На деле бабушка просто запрещала ему задавать любые вопросы на эту тему. Сухощавая, опрятная, всегда пахнущая какой-то лавандовой водой, которую сама и настаивала, с гладко выплетенной и выложенной надо лбом косой, черной даже в старости, была она человеком властным, прямолинейным и без воображения. Всякие детские «почему» и прочие «несдержанности» угрюмо игнорировала или обрывала простым кратким «помолчи!». Трудновато с ней приходилось. Бывало, проснувшись в плохом настроении, не разговаривала с внуком до полудня, так что он озадаченно пытался припомнить, не натворил ли чего. Илюша был крепеньким вихрастым мальчиком с дивными шоколадными глазами, тихо излучавшими мудрую кротость. Бабушку он не то что боялся, но предпочитал не будоражить этот вулкан, по собственному опыту зная силу его извержений.

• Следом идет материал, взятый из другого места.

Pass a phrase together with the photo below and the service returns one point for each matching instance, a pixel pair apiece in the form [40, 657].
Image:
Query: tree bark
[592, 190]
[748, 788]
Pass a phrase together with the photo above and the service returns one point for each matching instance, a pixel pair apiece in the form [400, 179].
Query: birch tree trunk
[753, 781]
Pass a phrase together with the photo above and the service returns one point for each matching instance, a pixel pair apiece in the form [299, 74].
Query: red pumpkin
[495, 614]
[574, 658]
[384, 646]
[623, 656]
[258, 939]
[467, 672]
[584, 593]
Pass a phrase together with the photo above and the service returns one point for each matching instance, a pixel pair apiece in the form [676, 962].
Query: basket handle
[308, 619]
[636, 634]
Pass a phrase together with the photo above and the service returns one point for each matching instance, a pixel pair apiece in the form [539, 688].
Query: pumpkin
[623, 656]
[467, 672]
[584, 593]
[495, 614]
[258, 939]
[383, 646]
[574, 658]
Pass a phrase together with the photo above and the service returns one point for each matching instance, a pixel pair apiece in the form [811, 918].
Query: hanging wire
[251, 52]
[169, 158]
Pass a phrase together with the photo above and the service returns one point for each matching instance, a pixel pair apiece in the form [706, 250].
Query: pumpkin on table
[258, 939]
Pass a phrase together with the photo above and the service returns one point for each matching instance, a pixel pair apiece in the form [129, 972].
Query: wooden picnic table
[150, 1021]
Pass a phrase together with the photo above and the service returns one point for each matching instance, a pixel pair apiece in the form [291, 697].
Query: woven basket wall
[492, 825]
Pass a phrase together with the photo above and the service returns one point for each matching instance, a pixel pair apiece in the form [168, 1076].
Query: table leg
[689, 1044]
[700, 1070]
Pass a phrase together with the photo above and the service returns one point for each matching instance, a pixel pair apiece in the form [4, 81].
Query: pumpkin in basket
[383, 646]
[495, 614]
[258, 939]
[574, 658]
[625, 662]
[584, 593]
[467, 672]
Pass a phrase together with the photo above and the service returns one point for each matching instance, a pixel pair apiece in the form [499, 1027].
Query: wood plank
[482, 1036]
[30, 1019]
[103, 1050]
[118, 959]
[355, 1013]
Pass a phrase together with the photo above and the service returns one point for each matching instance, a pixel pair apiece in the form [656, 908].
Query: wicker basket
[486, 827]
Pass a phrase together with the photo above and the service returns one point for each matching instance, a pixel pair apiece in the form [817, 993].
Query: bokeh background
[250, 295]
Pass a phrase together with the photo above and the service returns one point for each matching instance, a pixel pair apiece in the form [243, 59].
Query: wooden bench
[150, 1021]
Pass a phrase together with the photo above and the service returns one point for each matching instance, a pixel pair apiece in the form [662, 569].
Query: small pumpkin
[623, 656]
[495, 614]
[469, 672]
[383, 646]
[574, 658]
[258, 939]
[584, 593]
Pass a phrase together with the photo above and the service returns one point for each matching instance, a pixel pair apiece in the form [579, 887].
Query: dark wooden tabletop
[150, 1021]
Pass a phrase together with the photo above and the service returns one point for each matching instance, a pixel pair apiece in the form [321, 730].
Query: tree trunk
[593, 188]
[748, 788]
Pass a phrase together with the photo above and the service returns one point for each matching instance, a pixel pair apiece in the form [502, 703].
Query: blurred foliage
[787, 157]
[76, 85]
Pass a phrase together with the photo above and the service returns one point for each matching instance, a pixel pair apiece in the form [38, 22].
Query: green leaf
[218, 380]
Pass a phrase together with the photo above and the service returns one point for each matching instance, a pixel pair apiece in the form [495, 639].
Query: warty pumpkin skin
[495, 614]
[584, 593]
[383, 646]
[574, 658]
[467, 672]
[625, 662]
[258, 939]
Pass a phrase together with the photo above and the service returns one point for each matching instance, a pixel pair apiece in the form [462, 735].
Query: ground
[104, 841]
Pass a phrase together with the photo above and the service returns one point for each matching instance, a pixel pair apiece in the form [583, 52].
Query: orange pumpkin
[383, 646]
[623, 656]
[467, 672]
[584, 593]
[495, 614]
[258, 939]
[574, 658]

…Итак, они умерли. Это хорошо. Спокойно. Туманных родителей он по умолчанию похоронил. Гибель матери хотелось бы как-то расцветить; мать представлялась мальчику полной противоположностью бабушке: нежно-воздушной полноватой блондинкой с розовым маникюром на нежных пальцах. Да, что-нибудь такое. Но все натыкалось на тайну, на отсутствие деталей. А что можно выдумать про человека, о котором не знаешь ничего – ни цвета волос или глаз, ни как она училась, ни даже любила ли кататься на коньках, как он, Илюша, любит?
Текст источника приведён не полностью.